All buildings work as an interconnected system, building pressure differentials caused by temperature, wind, or mechanical systems may put your condo unit in an unknown, potential pollutant pathway.

Odours, smoke, and particles from other condo units may find their way into your living space. All buildings have ductwork, pipe chases, elevator shafts, hallways, stairwells, and building leakage between different dwelling units and floor levels. As one owner cannot control the air quality from a neighbouring unit, cross-contamination or unknown migration of the air quality may occur.

It is best to consider the following general rules of building science when choosing which condo unit to purchase or rent.

     1. All air quality conditions go up! That is to say, all buildings suffer from thermal buoyancy or stack effect.

Stack effect is constant, fluctuates with the seasons, and is next to impossible to stop. Imagine starting a barbecue on the ground floor lobby of a condo building. Soon enough, the penthouse will smell of smoke and your extra spicy rib recipe. So too, with cigarettes and marijuana smoke from units below.

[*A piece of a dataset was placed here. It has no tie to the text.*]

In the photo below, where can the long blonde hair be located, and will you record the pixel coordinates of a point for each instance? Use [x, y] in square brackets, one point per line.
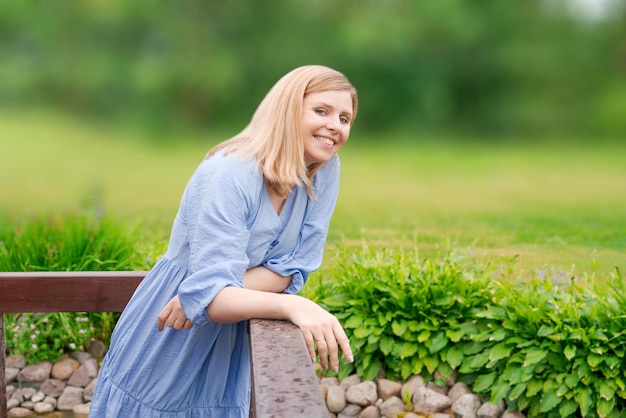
[274, 135]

     2. If you live in the condo above the pool, chances are you will, at some point, smell chlorine. Common condo living complaints received at our offices are smoke and cigarette odours, cooking, cleaning products, chlorine smell, and parking garage exhaust. Almost all our complaints are derived from living above, and on rare occasions, from living beside malodorous neighbours.

     3. All odours require a “driving force” to move from one location to another. Stack effect is always present but not the only way to “smell your neighbour.” Building mechanical pressure differentials can pressurize or depressurize different dwelling units providing the impetus for odour migration between condos. Wind exhaust fan use and personal living habits can affect odour migration.

     4. Typically, large commercial condo construction consists of concrete slab platform floors and steel studs. As the steel studs used to frame walls are designed with wire chassis (holes in the stud for passing wires), each wall cavity poses a source of communication subject to building pressure differentials.

For an odour or smoke to pass from one condo to the next requires a driving force, there must be a pressure differential between dwelling units to migrate the odour between the shared wall cavities in two adjacent dwellings. The trick is to know where that air migration is coming from.

     5. Finding and sealing all “communication spots” between condo units helps. Utilizing mechanical systems to pressurize or depressurize your unit is also beneficial. Dealing with neighbours and condo management can sometimes be tricky. Making organized inspections to multiple units is next to impossible.

     6. If you are planning on purchasing or renting a condo unit, consider visiting the site during peak occupancy to determine if you can smell your neighbours.